# Stability Analysis In The Complex Plane

**Stability analysis in the complex plane**

*Fig: 1 Region in the complex plane*

The stability of a linear closed-loop system can be determined from the location of the closed-loop poles in the s plane. If any of these poles lie in the right-half s plane, then with increasing time they give rise to the dominant mode, and the transient response increases monotonically or oscillates with increasing amplitude.

This represents an unstable system. For such a system, as soon as the power is turned on, the output may increase with time. If no saturation takes place in the system and no mechanical stop is provided, then the system may eventually be subjected to damage and fail since the response of a real physical system cannot increase indefinitely. Therefore, closed-loop poles in the right-half s plane are not permissible in the usual linear control system. If all closed-loop poles lie to the left of the jω axis, any transient response eventually reaches equilibrium. This represents a stable system.

Whether a linear system is stable or unstable is a property of the system itself and does not depend on the input or driving function of the system. The poles of the input, or driving function, do not affect the property of stability of the system, but they contribute only to steady-state response terms in the solution. Thus, the problem of absolute stability can be solved readily by choosing no closed-loop poles in the right-half s plane, including the jω axis. (Mathematically, closed-loop poles on the jw axis will yield oscillations, the amplitude of which is neither decaying nor growing with time.

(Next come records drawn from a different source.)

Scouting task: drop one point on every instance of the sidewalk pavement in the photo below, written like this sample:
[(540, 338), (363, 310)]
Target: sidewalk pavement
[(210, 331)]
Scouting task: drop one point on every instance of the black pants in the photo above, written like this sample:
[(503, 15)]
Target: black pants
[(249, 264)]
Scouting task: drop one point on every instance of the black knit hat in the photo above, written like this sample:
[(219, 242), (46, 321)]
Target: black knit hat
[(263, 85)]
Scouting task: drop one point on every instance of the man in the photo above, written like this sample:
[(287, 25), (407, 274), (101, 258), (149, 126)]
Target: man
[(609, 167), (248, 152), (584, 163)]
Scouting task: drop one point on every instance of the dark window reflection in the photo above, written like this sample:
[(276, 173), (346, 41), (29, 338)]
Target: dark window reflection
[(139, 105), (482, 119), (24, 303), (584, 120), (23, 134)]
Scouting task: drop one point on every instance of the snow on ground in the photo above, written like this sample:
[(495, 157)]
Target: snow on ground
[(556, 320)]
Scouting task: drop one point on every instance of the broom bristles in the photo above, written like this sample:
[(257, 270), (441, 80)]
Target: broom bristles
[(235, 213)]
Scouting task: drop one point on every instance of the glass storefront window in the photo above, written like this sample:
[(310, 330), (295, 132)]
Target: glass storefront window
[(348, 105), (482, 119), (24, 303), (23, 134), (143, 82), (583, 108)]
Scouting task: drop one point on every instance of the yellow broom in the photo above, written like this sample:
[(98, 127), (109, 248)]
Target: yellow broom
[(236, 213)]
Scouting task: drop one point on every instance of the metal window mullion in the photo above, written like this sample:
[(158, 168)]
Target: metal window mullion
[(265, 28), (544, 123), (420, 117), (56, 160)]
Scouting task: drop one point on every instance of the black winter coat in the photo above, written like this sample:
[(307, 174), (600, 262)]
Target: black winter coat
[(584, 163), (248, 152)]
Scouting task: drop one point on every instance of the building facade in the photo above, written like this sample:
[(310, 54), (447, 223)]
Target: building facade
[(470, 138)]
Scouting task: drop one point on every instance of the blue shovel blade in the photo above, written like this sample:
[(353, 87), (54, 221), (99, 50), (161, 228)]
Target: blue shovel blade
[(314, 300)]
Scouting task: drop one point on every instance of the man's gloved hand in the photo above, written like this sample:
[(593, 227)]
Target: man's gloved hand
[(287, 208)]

In practical cases, where noise is present, however, the amplitude of oscillations may increase at a rate determined by the noise power level. Therefore, a control system should not have closed-loop poles on the jω axis.)

Note that the mere fact that all closed-loop poles lie in the left-half s plane does not guarantee satisfactory transient-response characteristics. If dominant complex conjugate closed-loop poles lie close to the jω axis, the transient response may exhibit excessive oscillations or may be very slow. Therefore, to guarantee fast, yet well damped, transient-response characteristics, it is necessary that the closed-loop poles of the system lie in a particular region in the complex plane, such as the region bounded by the shaded area in Figure 1.

Since the relative stability and transient performance of a closed-loop control system are directly related to the closed-loop pole-zero configuration in the s plane, it is frequently necessary to adjust one or more system parameters in order to obtain suitable configurations.